Voice color adjustment. Range: -0.8..0.8 (values are clamped).

Functions

info()

@spec info() :: {:ok, info_map()}

Return useful information about the local Open J Talk setup.

play_wav_binary(wav_bytes, opts \\ [])

@spec play_wav_binary(iodata(), [player_option()]) :: :ok | {:error, term()}

Play RIFF/WAV bytes already in memory (no temp files).

Accepts the same :playback_mode and :timeout options as say/2. Use playback_mode: :stdin for diskless playback when a stdin-capable player is available.

play_wav_file(path, opts \\ [])

@spec play_wav_file(Path.t(), [player_option()]) :: :ok | {:error, term()}

Play a WAV from a file path. See play_wav_binary/2 for options.

say(text, opts \\ [])

@spec say(binary(), [say_option()]) :: :ok | {:error, term()}

Synthesize text with Open JTalk and play it.

:playback_mode controls how playback occurs:

  • :auto (default) tries stdin first, then falls back to file playback.

to_wav_binary(text, opts \\ [])

@spec to_wav_binary(binary(), [synth_option()]) :: {:ok, binary()} | {:error, term()}

Synthesize text and return RIFF/WAV bytes.

to_wav_file(text, opts \\ [])

@spec to_wav_file(binary(), [synth_option()]) :: {:ok, Path.t()} | {:error, term()}

Synthesize text to a WAV file. Respects :out when provided; otherwise creates a unique path in the system temp dir.

validate_options!(opts)

@spec validate_options!(keyword()) :: keyword()

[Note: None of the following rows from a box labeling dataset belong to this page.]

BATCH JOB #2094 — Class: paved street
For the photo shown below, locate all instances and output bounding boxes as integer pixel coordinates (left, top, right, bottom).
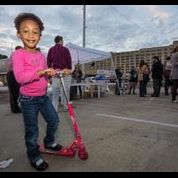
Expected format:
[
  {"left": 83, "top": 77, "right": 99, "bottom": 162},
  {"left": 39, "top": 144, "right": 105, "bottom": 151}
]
[{"left": 0, "top": 88, "right": 178, "bottom": 172}]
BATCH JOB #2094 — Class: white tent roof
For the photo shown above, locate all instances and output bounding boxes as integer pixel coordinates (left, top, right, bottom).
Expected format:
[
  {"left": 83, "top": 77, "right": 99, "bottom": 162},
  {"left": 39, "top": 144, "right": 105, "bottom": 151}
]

Validate options for synthesis and playback.

Allowed keys:

  • Synthesis: :timbre, :pitch_shift, :rate, :gain, :voice, :dictionary, :timeout
  • Playback: :playback_mode, :timeout
  • Files: :out

Enforcement:

  • Unknown keys raise ArgumentError
  • :playback_mode must be one of :auto | :file | :stdin (if present)

  • :timeout must be a non-negative integer (if present)

Returns the original opts on success.